What took so long?
While the fight game is my passion and my enthusiasm for the sport causes some to question my sanity, I can’t say I’m a huge fan of the International Boxing Hall of Fame. The basic problem with Canastota remains that it tends to be too inclusive. I’m one who believes the whole point of a Hall of Fame is to highlight not just the best, but the best of the best, and its inductees should be nothing but true greats. And with all due respect, Terry Norris, Ingemar Johansson, and Barry McGuigan, just to name a few, cannot be viewed by any reasonable boxing fan as “all-time greats.”
Conversely, my only thought when I heard the news that Thomas Hearns is to be inducted into the Hall this spring was: “He’s not in there!?” Clearly, this is one case where the Hall of Fame has been needlessly stringent.
The Hitman’s last meaningful fight took place all the way back in 1992, a tough, split-decision loss to Iran Barkley for the light-heavyweight crown. Yes, Hearns went on to compete sporadically over the next 14 years, but we’re talking about a dozen bouts which had no bearing on Hearns’ legacy and which, truthfully, had little impact other than to cause people to wish Hearns, for his own good, would finally retire. But the IBHOF will not consider a boxer for induction unless they have been inactive for five full years.
The Hockey Hall of Fame has a similar “waiting period” rule, three years instead of five, but when Wayne Gretzky retired, they didn’t bother with it; they inducted him immediately. It makes sense. What would it matter if Gretzky had come out of retirement to play a few futile seasons with the New York Islanders and post some mediocre stats? How could anything he did tarnish the records he set and the amazing performances he put on in years past?
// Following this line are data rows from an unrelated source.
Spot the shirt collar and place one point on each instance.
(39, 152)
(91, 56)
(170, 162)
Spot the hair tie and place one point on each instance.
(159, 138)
Similarly, as soon as it was feasible, the Hall of Fame should have inducted The Hitman. Thomas Hearns stands as one of the best boxers of the last 30 years or more, not to mention one of the most exciting battlers in the history of the sport. Beyond that, he will forever be the first man to ever win four divisional championships. For decades no one could jump the four title hurdle — not Barney Ross, not Henry Armstrong, not Alexis Arguello. Hearns did it first. And few have done it since.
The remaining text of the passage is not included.